In the light of the above, the Special Rapporteur recommended the following to the Government of Belarus. Regarding legislation, the Government should ensure: (a) The adoption and implementation, as a matter of urgency, of a law on domestic violence, ensuring that the law is gender-specific and addresses the root causes of domestic violence, prevention, assistance to victims and prosecution of the offence; (b) The setting up of a legal aid fund; (c) The adoption and implementation of the draft law enabling the State to provide funding to civil society organizations on the basis of a call for tender; (d) The ratification of the International Convention on the Protection of the Rights of All Migrant Workers and Members of Their Families; (e) Continuation of its effort to ratify the Council of Europe Convention on Action against Trafficking in Human Beings. In addition, the Government should establish a national special rapporteur on trafficking in persons, under the aegis of the Presidential Administration, and the Government should strengthen employment opportunities at home. The gender dimension must be taken into account in any such efforts.

The Special Rapporteur also recommended that the Government increase its efforts to address the root causes of trafficking in human beings, including gender inequality and the demand for labour that is exploitative or services which breach the human rights of the person delivering those services. The Government should ensure that anti-trafficking measures do not operate to violate human rights, and adopt clear guidelines and procedures for relevant State authorities and officials (police officers, border guards and immigration officials) to permit the rapid and accurate identification of trafficked persons, as indicated in both the Palermo Protocol and the Recommended Principles and Guidelines on Human Rights and Human Trafficking. Specific guidelines should also be adopted for identification and protection of child victims of trafficking in accordance with the Convention on the Rights of the Child. Training provided to relevant Government officials on identification, assistance to and protection of victims of trafficking should be enhanced in quality and quantity in collaboration with organizations. Furthermore, the Government should promote and institute a multisectoral approach to the identification and treatment of victims of trafficking other stakeholders including NGOs and civil society, and assistance and prevention programmes should be strengthened, in particular by targeting specific vulnerable groups.

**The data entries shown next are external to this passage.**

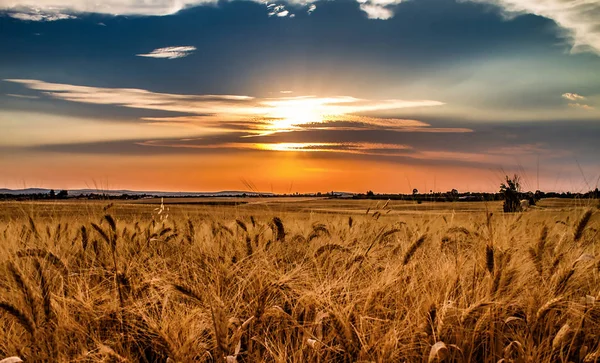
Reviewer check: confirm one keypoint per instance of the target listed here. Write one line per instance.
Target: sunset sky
(299, 96)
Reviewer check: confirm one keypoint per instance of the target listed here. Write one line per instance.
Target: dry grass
(273, 286)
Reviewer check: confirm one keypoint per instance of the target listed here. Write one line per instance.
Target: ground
(297, 280)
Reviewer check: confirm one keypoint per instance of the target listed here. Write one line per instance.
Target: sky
(300, 95)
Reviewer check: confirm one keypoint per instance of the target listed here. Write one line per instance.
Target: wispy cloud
(573, 96)
(170, 52)
(23, 96)
(41, 16)
(581, 105)
(377, 9)
(576, 101)
(284, 112)
(580, 19)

The Special Rapporteur further opined that the Government should take measures to ensure that special rooms for confidential interview of victims of trafficking during the course of a trial are available in all courts across the country. It should continue strengthening its cooperation with international and civil society organizations, ensuring that such cooperation is intersectoral, integrated and coordinated and that the responsibilities of each partner are clear. The Government should adopt and implement the Government directive providing for the possibility of granting tax exemptions or tax breaks to NGOs and a speedy authorization process for the use of grants received by NGOs to implement actions to combat trafficking. It should also keep the Special Rapporteur informed of all developments regarding the establishment of a legal aid fund. The Government should establish a compensation fund for victims of trafficking, which can, inter alia, be composed of State funds and proceeds from the crimes of trafficking in persons.